Just like a house with LEDs versus a house with standard bulbs, the LEDs are going to provide a much more energy efficient solution. With light towers, a significantly lower energy usage greatly impacts fuel consumption.
Take, for example, the Atlas Copco HiLight V5+ LED light tower and the metal halide HiLight V4. Both feature a 28-gallon fuel tank, but the V5+ will be able to run for 150 hours without a need to refuel, three times longer than the V4 model.
The LED light tower may cost more to rent, but depending on utilization, it can more than make up for it in fuel savings alone. For end-users needing a fleet of light towers, metal halide can quickly run up the fuel costs for longer projects.
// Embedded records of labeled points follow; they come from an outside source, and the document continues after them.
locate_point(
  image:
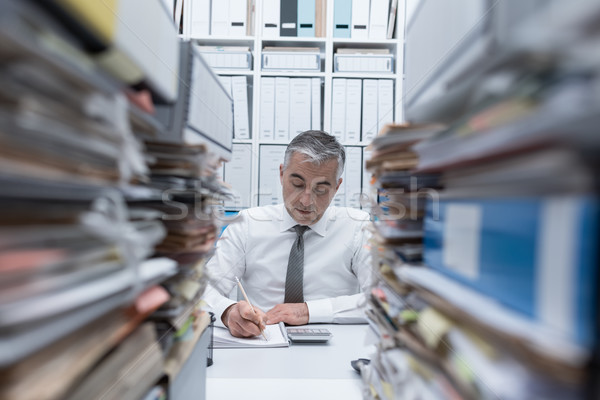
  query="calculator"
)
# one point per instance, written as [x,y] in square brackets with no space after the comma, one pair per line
[309,335]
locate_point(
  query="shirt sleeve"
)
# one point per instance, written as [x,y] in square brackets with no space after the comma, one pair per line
[348,309]
[227,263]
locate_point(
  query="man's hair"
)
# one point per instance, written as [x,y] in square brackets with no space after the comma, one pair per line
[318,147]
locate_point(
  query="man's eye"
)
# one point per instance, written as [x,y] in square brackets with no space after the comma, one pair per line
[321,190]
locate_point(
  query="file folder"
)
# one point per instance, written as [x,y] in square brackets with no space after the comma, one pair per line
[237,17]
[534,255]
[267,109]
[342,18]
[338,109]
[360,19]
[238,173]
[200,18]
[271,15]
[316,103]
[219,18]
[282,108]
[288,16]
[369,110]
[239,90]
[378,19]
[300,99]
[306,18]
[353,107]
[385,106]
[269,186]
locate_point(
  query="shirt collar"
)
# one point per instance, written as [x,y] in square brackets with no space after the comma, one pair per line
[287,222]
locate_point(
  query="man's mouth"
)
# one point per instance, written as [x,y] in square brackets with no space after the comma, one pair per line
[304,212]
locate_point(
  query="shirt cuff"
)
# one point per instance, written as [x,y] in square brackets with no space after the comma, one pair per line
[217,304]
[320,311]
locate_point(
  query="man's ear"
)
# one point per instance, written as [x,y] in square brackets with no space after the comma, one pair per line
[338,185]
[281,173]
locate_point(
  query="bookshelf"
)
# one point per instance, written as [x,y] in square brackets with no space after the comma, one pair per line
[327,46]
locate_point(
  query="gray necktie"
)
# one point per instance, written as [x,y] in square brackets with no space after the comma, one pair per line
[294,278]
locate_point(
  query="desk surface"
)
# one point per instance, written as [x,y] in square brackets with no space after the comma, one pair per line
[302,371]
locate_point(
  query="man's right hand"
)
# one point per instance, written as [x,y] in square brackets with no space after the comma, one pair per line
[242,321]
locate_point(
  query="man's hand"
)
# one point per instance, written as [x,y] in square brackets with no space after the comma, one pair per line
[290,313]
[242,321]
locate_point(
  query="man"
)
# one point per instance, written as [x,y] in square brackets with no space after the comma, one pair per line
[263,246]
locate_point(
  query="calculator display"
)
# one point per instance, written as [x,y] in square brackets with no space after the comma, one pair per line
[308,335]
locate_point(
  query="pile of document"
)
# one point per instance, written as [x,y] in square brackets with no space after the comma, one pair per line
[401,193]
[88,252]
[505,301]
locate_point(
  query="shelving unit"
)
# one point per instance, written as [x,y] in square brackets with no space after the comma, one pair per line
[327,47]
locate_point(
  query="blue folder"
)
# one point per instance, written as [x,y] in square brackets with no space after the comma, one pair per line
[512,235]
[342,18]
[306,18]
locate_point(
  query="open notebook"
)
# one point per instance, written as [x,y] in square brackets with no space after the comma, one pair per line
[276,337]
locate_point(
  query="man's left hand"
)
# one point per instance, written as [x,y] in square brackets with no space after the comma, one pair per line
[290,313]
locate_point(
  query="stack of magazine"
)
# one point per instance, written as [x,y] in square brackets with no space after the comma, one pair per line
[85,262]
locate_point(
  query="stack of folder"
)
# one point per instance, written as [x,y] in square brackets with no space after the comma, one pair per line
[505,301]
[399,208]
[82,158]
[74,258]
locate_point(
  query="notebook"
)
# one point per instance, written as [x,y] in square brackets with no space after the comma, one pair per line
[276,337]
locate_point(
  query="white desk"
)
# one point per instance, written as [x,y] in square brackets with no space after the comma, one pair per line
[302,371]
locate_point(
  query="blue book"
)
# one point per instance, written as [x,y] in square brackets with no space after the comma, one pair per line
[342,18]
[537,256]
[288,16]
[306,18]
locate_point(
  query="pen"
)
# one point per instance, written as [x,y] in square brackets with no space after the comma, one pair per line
[248,301]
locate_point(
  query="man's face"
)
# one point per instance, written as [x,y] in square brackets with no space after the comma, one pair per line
[308,188]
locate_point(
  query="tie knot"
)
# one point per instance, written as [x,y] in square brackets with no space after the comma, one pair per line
[300,229]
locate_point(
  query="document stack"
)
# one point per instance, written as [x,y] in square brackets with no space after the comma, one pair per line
[505,303]
[402,194]
[81,249]
[185,189]
[74,261]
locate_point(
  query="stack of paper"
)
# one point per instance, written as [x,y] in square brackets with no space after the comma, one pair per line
[504,301]
[78,265]
[276,336]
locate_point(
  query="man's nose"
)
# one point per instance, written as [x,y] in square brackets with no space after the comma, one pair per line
[306,198]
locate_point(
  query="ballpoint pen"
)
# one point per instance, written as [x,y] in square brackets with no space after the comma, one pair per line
[248,301]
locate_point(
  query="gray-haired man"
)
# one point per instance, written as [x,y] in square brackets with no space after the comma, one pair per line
[298,275]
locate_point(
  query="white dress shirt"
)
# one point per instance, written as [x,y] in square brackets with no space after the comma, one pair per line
[256,248]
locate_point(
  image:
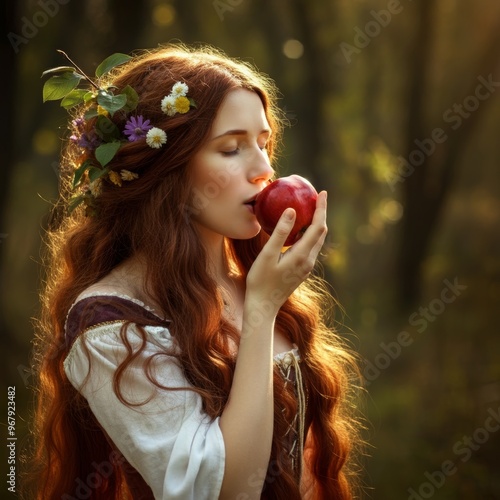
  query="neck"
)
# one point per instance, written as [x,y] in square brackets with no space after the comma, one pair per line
[217,262]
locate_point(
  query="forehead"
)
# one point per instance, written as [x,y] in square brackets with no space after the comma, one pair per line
[241,109]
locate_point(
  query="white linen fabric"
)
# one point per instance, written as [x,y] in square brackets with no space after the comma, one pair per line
[177,449]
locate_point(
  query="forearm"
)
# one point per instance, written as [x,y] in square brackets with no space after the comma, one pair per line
[247,420]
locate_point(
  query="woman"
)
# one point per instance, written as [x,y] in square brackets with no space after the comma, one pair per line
[182,353]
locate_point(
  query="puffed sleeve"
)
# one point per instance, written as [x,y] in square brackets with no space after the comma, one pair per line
[177,449]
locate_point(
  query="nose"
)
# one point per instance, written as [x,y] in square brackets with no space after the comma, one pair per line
[260,169]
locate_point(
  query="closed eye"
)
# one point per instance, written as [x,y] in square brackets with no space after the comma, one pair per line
[230,153]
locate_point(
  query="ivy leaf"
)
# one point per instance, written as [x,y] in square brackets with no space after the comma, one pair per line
[59,69]
[106,129]
[76,96]
[91,113]
[96,173]
[89,96]
[110,62]
[60,86]
[111,103]
[80,171]
[132,98]
[106,152]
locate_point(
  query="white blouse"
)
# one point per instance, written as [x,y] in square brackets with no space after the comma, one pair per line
[176,448]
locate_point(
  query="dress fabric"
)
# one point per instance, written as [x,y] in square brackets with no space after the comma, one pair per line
[171,449]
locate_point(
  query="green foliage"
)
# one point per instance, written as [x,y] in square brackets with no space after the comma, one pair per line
[59,86]
[97,102]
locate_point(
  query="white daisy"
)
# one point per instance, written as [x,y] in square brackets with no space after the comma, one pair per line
[156,137]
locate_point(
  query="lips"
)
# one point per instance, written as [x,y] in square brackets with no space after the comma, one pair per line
[250,203]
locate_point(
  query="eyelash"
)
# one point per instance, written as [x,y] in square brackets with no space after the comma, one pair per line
[237,150]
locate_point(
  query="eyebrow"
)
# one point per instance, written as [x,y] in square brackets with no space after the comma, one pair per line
[240,132]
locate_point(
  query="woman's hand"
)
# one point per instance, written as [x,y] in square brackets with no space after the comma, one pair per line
[275,275]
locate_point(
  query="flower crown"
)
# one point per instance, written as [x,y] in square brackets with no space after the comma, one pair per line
[104,139]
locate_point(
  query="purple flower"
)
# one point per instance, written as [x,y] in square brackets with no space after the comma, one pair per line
[79,124]
[136,128]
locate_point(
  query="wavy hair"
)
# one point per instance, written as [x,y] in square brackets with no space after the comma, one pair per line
[151,216]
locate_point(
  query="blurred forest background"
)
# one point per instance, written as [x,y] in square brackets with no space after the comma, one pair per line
[395,110]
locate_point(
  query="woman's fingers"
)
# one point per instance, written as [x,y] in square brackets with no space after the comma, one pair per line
[313,238]
[281,231]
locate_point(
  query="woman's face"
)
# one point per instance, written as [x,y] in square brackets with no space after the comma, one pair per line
[231,168]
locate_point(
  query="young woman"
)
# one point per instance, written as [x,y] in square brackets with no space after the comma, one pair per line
[182,352]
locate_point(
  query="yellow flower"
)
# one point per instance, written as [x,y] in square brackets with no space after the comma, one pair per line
[179,89]
[182,105]
[102,111]
[96,187]
[168,105]
[156,137]
[127,175]
[115,178]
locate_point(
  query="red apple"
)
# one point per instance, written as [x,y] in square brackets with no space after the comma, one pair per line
[293,191]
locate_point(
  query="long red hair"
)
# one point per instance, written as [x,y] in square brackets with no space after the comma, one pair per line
[151,215]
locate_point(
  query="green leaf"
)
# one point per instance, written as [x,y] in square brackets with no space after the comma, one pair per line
[89,96]
[110,102]
[60,86]
[91,113]
[80,171]
[132,98]
[95,173]
[106,129]
[106,152]
[76,96]
[59,69]
[110,62]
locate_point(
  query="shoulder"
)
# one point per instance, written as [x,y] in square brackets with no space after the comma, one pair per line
[100,307]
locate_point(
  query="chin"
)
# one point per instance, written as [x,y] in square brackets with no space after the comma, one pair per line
[247,234]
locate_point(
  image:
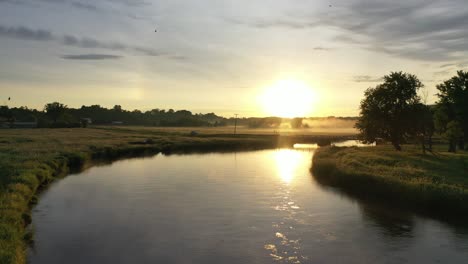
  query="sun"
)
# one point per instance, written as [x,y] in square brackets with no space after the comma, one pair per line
[288,98]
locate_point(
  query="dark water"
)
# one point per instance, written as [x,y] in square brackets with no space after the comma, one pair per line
[251,207]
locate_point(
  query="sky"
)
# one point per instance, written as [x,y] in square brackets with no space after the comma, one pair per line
[221,56]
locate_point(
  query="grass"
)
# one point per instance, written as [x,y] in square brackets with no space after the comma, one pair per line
[431,184]
[30,159]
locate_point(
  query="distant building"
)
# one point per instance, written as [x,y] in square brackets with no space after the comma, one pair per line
[88,120]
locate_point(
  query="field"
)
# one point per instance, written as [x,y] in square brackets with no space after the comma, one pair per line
[32,158]
[433,183]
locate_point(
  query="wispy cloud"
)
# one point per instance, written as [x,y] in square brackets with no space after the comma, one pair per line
[86,6]
[75,41]
[26,33]
[91,57]
[367,78]
[414,29]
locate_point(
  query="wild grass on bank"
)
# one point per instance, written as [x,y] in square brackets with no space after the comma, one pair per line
[429,183]
[32,158]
Though LED technology typically has a high upfront cost compared to its conventional counterpart, the increase in popularity of LED is bringing down the costs and is making these light towers increasingly affordable.
Metal halide bulb breakage does not only occur on the jobsite; it's even more common in transportation. The end-user should consider how much transportation will be needed as LEDs are much more durable when traveling from site to site.
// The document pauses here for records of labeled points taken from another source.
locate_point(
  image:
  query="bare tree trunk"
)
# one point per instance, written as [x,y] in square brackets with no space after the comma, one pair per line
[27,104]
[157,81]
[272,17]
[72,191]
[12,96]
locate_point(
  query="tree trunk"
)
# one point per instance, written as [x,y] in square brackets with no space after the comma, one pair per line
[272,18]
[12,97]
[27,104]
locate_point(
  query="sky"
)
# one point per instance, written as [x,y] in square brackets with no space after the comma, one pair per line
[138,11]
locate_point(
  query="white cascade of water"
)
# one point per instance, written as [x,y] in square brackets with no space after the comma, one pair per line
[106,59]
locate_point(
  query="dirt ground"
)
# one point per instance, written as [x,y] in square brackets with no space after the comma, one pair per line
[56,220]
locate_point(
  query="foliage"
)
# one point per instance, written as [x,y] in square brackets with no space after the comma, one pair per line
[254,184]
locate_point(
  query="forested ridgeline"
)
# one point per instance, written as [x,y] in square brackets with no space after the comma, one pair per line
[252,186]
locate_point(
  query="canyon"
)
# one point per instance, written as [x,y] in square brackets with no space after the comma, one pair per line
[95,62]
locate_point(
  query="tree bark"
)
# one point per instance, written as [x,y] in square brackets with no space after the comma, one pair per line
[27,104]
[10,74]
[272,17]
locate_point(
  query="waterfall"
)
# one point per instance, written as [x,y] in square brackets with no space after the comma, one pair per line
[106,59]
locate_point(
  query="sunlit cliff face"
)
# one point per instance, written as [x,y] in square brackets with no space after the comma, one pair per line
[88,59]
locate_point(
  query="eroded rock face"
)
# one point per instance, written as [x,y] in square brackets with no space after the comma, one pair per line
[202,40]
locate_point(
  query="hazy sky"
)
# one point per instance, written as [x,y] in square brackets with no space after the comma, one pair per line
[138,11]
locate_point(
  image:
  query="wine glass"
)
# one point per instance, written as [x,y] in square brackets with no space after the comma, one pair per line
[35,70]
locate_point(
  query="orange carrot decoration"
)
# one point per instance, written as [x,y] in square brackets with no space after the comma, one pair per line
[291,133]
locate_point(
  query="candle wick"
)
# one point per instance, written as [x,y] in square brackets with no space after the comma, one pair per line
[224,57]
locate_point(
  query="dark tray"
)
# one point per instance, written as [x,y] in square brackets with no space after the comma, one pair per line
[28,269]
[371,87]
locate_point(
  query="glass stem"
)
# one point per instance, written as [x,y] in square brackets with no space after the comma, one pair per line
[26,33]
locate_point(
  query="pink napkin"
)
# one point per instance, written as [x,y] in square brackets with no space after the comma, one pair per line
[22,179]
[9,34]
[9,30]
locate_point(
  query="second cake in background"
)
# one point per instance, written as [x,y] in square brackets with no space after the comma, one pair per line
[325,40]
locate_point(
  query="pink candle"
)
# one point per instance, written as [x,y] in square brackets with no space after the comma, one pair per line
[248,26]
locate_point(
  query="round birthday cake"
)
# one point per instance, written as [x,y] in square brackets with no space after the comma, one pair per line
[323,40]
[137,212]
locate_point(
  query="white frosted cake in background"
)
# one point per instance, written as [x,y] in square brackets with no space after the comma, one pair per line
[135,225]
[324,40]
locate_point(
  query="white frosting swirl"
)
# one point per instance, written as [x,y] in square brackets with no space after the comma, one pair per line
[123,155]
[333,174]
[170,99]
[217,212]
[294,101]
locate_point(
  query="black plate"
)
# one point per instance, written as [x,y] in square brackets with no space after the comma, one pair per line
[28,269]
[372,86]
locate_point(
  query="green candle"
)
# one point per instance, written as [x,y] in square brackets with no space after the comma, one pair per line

Metal halides can also be a hazard on the jobsite. Injuries can occur if the operator doesn’t allow the unit to cool completely when providing maintenance. During that time, the machine also needs to be shut down completely to avoid electrocution and other injuries. When it comes to safety, LED lights offer another advantage since they work at a lower temperature and lower working voltage.
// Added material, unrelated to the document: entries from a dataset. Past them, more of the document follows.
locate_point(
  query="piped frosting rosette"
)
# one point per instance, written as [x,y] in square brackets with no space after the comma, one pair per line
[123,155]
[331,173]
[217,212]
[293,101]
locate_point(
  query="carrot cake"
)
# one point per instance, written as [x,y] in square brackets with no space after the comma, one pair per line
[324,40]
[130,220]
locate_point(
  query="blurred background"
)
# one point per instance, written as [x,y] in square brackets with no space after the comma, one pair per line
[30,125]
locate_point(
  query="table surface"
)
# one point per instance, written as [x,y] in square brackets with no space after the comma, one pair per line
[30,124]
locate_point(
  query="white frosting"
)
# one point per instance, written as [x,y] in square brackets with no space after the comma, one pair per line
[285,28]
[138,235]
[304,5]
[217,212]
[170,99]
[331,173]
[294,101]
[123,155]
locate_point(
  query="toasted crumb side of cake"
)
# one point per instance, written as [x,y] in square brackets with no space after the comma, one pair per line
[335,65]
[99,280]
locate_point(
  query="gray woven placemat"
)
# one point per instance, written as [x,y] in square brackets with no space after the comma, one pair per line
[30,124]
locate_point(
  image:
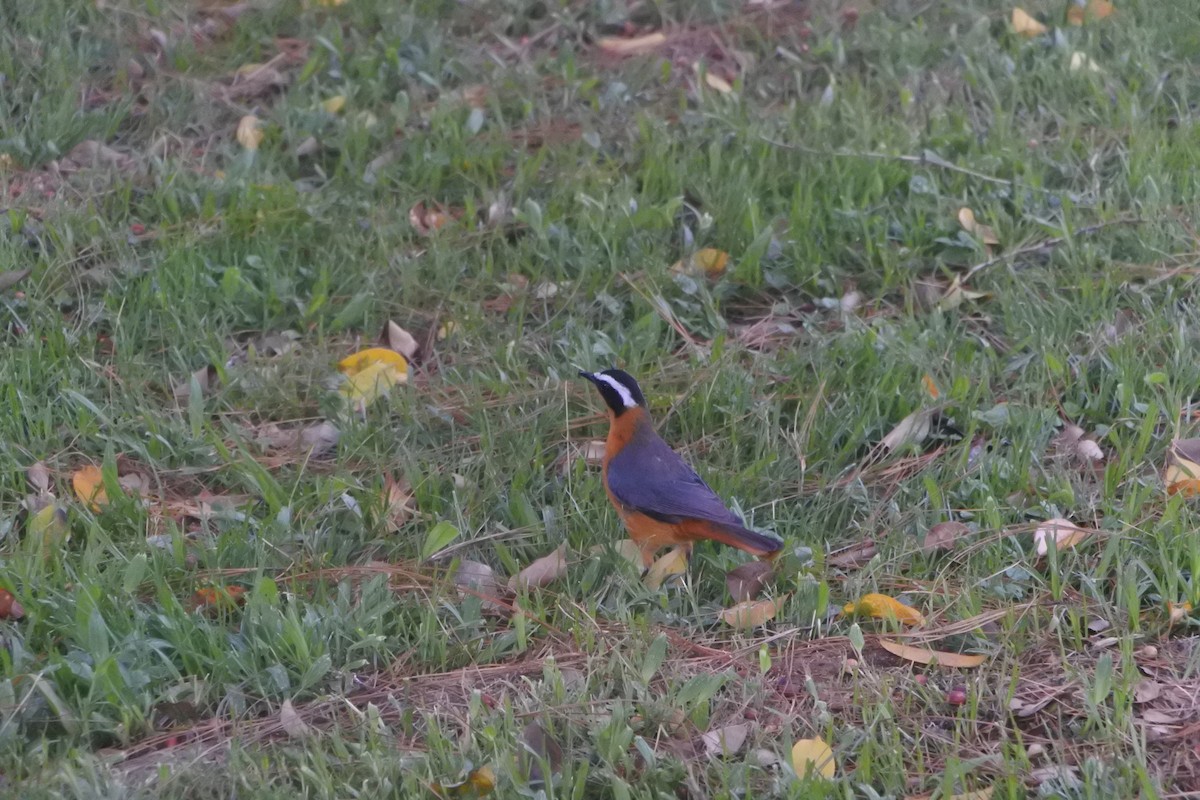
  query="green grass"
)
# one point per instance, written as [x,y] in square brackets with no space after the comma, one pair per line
[810,175]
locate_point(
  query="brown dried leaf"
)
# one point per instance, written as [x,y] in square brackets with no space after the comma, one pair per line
[943,536]
[636,46]
[925,656]
[541,572]
[745,582]
[1063,531]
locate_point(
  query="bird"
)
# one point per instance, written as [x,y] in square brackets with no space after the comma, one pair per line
[658,495]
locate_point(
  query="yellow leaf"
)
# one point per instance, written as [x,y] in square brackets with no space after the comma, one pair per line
[753,613]
[815,755]
[673,563]
[1078,12]
[885,607]
[250,134]
[981,794]
[930,386]
[1183,468]
[924,656]
[1063,533]
[718,83]
[354,364]
[635,46]
[1026,25]
[709,262]
[89,486]
[985,234]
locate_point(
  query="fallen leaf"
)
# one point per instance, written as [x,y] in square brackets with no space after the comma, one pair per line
[250,134]
[540,751]
[1083,61]
[910,431]
[708,262]
[745,581]
[1182,474]
[717,82]
[39,476]
[205,378]
[426,220]
[725,741]
[292,723]
[979,794]
[673,563]
[957,294]
[813,755]
[397,498]
[984,233]
[853,557]
[1026,25]
[12,277]
[541,572]
[399,340]
[1065,534]
[943,535]
[885,607]
[753,613]
[1078,12]
[9,606]
[925,656]
[636,46]
[371,374]
[89,486]
[217,599]
[479,782]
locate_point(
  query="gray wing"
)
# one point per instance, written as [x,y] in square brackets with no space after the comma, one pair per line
[651,477]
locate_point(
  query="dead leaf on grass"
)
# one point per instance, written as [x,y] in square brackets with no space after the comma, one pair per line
[399,340]
[635,46]
[1063,533]
[1079,11]
[250,133]
[943,536]
[745,581]
[1182,475]
[541,572]
[205,379]
[708,262]
[9,606]
[673,563]
[399,505]
[813,755]
[725,741]
[1026,25]
[89,486]
[982,232]
[927,656]
[910,431]
[853,557]
[292,723]
[883,607]
[753,613]
[479,782]
[370,374]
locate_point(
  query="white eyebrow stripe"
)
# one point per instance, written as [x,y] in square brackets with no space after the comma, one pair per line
[625,396]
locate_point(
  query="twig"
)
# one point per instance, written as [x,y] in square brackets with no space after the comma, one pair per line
[928,158]
[1048,245]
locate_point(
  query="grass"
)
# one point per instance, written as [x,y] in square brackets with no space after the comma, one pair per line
[834,169]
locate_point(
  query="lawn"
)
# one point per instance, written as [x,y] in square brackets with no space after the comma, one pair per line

Power On: Electric, Diesel, and Battery
The low consumption of LEDs has opened new opportunities to alternative power sources such as solar and battery powered light towers. And deciding the type of light tower is as big of a consideration as first choosing between LED or traditional bulbs. By assessing the work site, the power source can be selected accordingly to save money.
Atlas Copco Power TechniqueSay the end-user is working indoors and has access to an electrical power source. An electric light tower would be ideal over a diesel option and has a lower upfront cost. Electric models also do not require interruptions for refueling or maintenance. Electric units are quiet and environmentally friendly for applications that do not allow flammable fuels, events, indoor use, noise sensitive areas, emergency response, etc. These machines can also be easily daisy chained to increase light coverage.
Diesel: The Old Standard
When working in remote locations, diesel is typically the best option. It still is important to consider models offering low fuel consumption to avoid constant refueling. Out of the three options of electric-, battery and diesel-powered, diesel units are able to cover the largest amount of area with the best illumination.
The Newcomer: Battery
Battery powered light towers are starting to come into the marketplace. They offer similar positives to electric-powered with zero noise during operation and no engine emissions. Unlike electric light towers, battery powered units are able to operate off the grid, making them more versatile in the market.
Communication is key when figuring out the option(s) that would best fit your application. Additionally, there are apps that can help calculate the correct number of light towers needed for a project in any condition. With an increase in night projects, light towers are more critical than ever. And contractors now have more choices than ever. Choose wisely.